April 10, 2008

Company in El Paso Could be Farming the Fuel of the Future

Posted by Armando Saldivar, KDBC 4 News

A government report says retail gas prices could climb as high as $4.00 a gallon this summer, but over the past few years El Paso has become home to one of the most revolutionary ideas when it comes to alternative fuel.

There's no question, in the Lower Valley, farming and ranching can be big business, but one company is farming in a different way. It's the kind of farming that could be the answer to America's energy crisis. "It's the fastest growing plant on the planet. It sequesters more carbon dioxide than any other plant, and it converts it into useable lipids or oils" said Glen Kertz, President and CEO of Valcent Products. Those oils can then be converted into fuel.

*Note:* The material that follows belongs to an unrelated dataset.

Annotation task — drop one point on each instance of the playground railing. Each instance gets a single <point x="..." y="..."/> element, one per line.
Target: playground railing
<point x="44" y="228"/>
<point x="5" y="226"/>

It's a ten million dollar facility in El Paso that quickly and efficiently produces what, to us, is basically pond scum. A joint venture between Valcent and Global Green Solutions, they refer to the algae as Vertigro. "Each one of these has a different blend of those carbon chains. So if you're interested in making jet fuel, I can grow one kind of algae that produced the oils that are necessary to produce jet fuel. If you want to produce truck diesel, I grow a different type of algae to produce that type of carbon chain" said Kerts.

He also says other alternative fuel sources such as corn or palm can produce anywhere between 28 to 700 gallons per acre, a relatively small amount compared to Vertigro. "If I switch over to the algae though, and I don't do anything but just scrape the land off and put an open pond in, I can get somewhere between five and then thousand gallons of oil out of the algae"

El Paso is the perfect environment to grow it. "We have lots of open land, we have lots of sunshine" said Kertz. While it's still in it's research and developmental phase, Kertz says vertigro could be used commercially within the next two to five years.